Similarly, the distance an element sticks out from the base surface won’t alter the resulting normal map. Shortening the depth of details like bolts can enable you to create a cage with a more manageable offset distance.
You can float details on top of the surface to create the illusion of complex indented detail. This saves time and can make your high poly mesh easier to work with. The primary drawback to using floaters is that outputs that depend on distance, such as height or position, may not produce desirable results.
Detail Size #
When it comes to fine detail, it’s important to keep in mind the size of your object, viewing distance, and resolution of your texture. Details smaller than 1 pixel will not be recorded properly, so it’s best to maintain a consistent minimum size for bevels and other fine structures. Additionally, If your model is seen from a distance, it can be a good idea to exaggerate bevels to ensure readability.
In addition to ensuring your detail is captured, beveled edges catch specular highlights and generally look nice. Most real-world objects have rounded edges, though you may want to exaggerate your bevels depending on the size of your object and the expected viewing distance to retain readability.
Hard Edges and UVs #
When using hard edges (or smoothing groups), it’s important to ensure that you break apart your UV islands along all hard-edge borders. If you use hard edges but do not split your uvs, you will get seam artifacts as each face will try to bake onto the hard edge line.

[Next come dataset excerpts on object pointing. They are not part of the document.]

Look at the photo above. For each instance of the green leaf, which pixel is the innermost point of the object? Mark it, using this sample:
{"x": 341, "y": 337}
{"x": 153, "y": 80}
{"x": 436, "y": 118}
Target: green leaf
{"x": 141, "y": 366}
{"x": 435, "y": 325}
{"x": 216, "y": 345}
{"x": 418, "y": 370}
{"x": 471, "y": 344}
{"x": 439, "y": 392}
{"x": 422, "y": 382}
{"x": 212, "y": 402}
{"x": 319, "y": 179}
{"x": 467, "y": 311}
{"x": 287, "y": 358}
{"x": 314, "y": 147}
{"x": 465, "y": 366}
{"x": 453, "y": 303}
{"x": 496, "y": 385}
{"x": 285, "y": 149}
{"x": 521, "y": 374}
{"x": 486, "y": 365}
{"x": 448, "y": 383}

While using hard edges along all uv borders is unnecessary, it can be beneficial to do, especially with hard surface assets. Using hard edges at UV seams can create less extreme smoothing on the low poly, which means the resulting bake will hold up better at lower resolutions or mip map levels and when applied to LOD meshes. Pay close attention to the thin lines on the above image: while a synced workflow can compensate for extreme shading, lack of resolution can result in errors along the triangle borders of the low poly.
Low Poly Size #
Make sure that your low poly is as close in size to your high poly as possible. If your low poly is too big or too small, projection errors can occur. Don’t worry about fully encompassing the high poly with the low poly; that is what the cage is for.
The Right Number Of Sides #
Matching the curvature of the high poly is important. While normal maps can easily represent fine detail, they can’t alter the silhouette. Using an appropriate number of sides for curved surfaces reduces waviness and makes your asset look better. Bevels can help combat waviness to a certain degree, but increasing the number of sides tends to be more effective.
Cap The Gaps #
Holes in the high poly can result in errors, as the Baker cannot hit a sensible surface. There are two solutions here. One is to cap the holes in your high poly, which is generally the way to go if you’ve got a low polygon budget. The other solution is to match the shape of the high poly more accurately, in this case modeling the holes into the low poly as well.
Triangulation and X-Shaped Errors #
Make sure to triangulate your mesh before importing it into Toolbag. If your mesh is not triangulated, the internal edges of quads and n-gons may vary between applications, resulting in a triangulation mismatch which causes x-shaped smoothing errors. This is essentially a type of tangent space mismatch, as variance in the edge direction can cause the tangent basis to differ.
Note: If you are using Maya, you may want to lock the mesh normals first, as the mesh normals change upon triangulation.
Banding, Bit Depth, and Dithering #
A lack of precision with 8-bit normal maps causes banding artifacts. There aren’t enough color values to accurately represent subtle differences between the high and low poly surfaces, resulting in stair-stepping artifacts.
Dithering will eliminate banding artifacts at the expense of a bit of noise added to the normal map. Noise is generally preferable, as most surfaces have some degree of texture, so it is on by default in Toolbag. You can also bake a 16-bit normal map, which results in a smoother bake; however, many renderers require an 8-bit normal map. If you bake a 16-bit map, you’ll likely need to convert to 8-bit color for the final texture, which can result in dithering and noise. However, some artists prefer to work with 16-bit source content in order to defer dithering to the final stage.